The decrease was due to a combination of different participating harvesters in the annual survey, but also, and perhaps most importantly, due to the pandemic. The dashed black line in Figure 2 shows the percentage of citrus harvesting crews that had at least 80% of H-2A workers. The line denotes that all harvesters that participated in the surveys have had at least 80% of H-2A workers in their crews since 2018–19. This highlights how critically important foreign workers are to harvesting citrus in Florida.
NOMINAL VS. REAL HARVESTING COSTS
The cost of harvesting (picking and hauling) processed Valencia oranges in Florida has been increasing since 2003–04, as illustrated by the blue continuous line in Figure 3. The trend is similar for processed early and mid-season oranges. The average cost of harvesting was $2.14 per box in 2003–04 and $3.72 per box in 2021–22. This represents a 74% increase over the period.
But given that inflation also causes the overall level of costs and prices to increase over time, economists use the terms “nominal” and “real” dollars to refer to the current dollar value and the constant dollar value, respectively. The difference between the two is that the real dollar value denotes an amount that has been adjusted for inflation. By doing such an adjustment, comparing changes in costs and prices over time due to factors other than inflation becomes easier.
When taking inflation into account, the cost of harvesting processed Valencia oranges in Florida has been mostly flat. This is denoted by the dashed grey line in Figure 3, which shows that the real cost of harvesting processed Valencia oranges was $3.86 per box in 2003–04 and $3.72 per box in 2021–22.

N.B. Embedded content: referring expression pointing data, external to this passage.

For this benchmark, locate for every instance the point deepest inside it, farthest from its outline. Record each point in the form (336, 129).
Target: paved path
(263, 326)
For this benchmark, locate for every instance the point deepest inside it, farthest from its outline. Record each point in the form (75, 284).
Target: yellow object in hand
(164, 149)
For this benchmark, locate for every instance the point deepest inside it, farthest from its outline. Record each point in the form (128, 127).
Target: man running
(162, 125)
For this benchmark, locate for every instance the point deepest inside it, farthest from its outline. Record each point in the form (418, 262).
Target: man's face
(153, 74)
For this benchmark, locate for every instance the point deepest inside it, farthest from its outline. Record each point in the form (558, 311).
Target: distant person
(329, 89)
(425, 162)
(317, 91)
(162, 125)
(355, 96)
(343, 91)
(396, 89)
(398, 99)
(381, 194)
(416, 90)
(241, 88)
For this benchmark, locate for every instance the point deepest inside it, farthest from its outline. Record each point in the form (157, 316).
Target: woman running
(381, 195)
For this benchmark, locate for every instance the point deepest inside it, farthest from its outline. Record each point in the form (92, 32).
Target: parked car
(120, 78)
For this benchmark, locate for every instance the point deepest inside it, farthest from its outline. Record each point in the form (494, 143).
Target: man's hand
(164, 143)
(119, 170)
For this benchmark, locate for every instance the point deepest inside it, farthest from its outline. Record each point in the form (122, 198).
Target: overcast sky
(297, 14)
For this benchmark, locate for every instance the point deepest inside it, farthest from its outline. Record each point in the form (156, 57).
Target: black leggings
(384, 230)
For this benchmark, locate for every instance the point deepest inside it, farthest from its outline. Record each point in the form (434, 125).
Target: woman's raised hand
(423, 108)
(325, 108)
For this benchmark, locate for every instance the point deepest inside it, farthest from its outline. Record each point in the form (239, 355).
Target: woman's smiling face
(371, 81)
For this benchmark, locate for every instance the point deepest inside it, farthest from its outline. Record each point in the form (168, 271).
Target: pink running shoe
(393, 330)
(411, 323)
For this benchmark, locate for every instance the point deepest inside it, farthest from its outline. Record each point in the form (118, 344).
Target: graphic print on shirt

The reason behind the cost of harvesting being flat in real terms is likely due to the combination of two factors. The first factor is the availability of H-2A workers, which has increased the supply of harvesting labor. This is in contrast with the situation that occurred in multiple seasons during the 1990s when labor shortages drove up the cost of harvesting and caused the harvesting season to be extended into July and August. So, if H-2A workers were not available, the industry would likely face similar issues to those observed in the past. The second factor behind the cost of harvesting staying flat in real terms is the decrease in yield per acre due to the impact of HLB. The disease has caused a decrease in the amount of fruit harvested and, therefore, in the demand for harvesting labor.
The flat trend for the cost of harvesting in real terms described above contrasts the trend observed for the cost of production, which has been increasing in both nominal and real terms (see previous article here). Because of that disparity, the cost of harvesting processed oranges per box as a percentage of the total cost of production per box has been decreasing since the early 2000s as shown in Figure 4.

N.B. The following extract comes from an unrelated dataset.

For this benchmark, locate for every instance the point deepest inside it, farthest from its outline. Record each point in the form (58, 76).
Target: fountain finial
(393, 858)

Figure 4 illustrates that the cost of harvesting used to represent approximately 36% to 53% of the total cost of production before the outbreak of HLB. But in recent years, the cost of harvesting represents approximately 20% to 25% of the total cost of production. This trend highlights how challenging and costly growing citrus under HLB endemic conditions has become.

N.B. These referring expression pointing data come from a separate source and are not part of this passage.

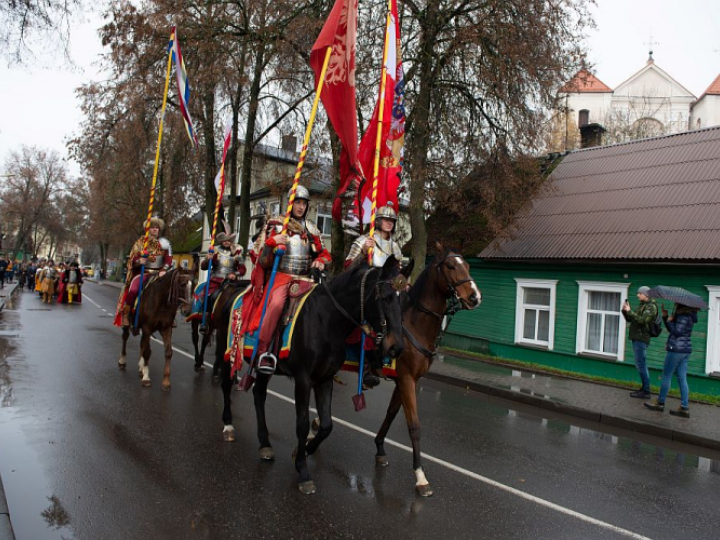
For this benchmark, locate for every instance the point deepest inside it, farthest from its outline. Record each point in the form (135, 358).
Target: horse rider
(304, 249)
(50, 276)
(227, 262)
(157, 261)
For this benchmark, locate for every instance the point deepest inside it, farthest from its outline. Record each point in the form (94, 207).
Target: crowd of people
(61, 282)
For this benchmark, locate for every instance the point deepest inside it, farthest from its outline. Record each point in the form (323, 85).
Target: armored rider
(382, 242)
(157, 260)
(227, 262)
(304, 249)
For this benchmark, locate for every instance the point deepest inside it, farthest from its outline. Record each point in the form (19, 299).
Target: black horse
(331, 313)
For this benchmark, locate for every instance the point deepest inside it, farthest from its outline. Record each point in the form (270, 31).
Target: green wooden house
(608, 220)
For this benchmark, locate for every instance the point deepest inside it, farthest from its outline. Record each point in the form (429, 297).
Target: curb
(579, 412)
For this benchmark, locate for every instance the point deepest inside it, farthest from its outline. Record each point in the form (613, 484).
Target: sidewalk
(590, 401)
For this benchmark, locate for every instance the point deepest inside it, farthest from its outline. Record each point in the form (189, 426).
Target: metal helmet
(301, 193)
(387, 212)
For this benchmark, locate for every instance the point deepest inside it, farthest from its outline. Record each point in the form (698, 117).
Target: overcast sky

The hiring of H-2A guest workers has become essential to harvest citrus in Florida. All harvesters that participated in these surveys have had at least 80% of their crews be H-2A workers since 2018–19. The availability of H-2A workers has increased the supply of harvesting labor. This increase combined with the significant decrease in yield per acre due to HLB, which has caused the demand for harvesting labor to decrease, have contributed to keep the cost of harvesting citrus flat in real terms since the early 2000s. Without the availability of H-2A workers, the industry would likely face not only higher harvesting costs but also delayed harvesting, as occurred in the past.
Ariel Singerman is an associate professor at the University of Florida Institute of Food and Agricultural Sciences Citrus Research and Education Center in Lake Alfred.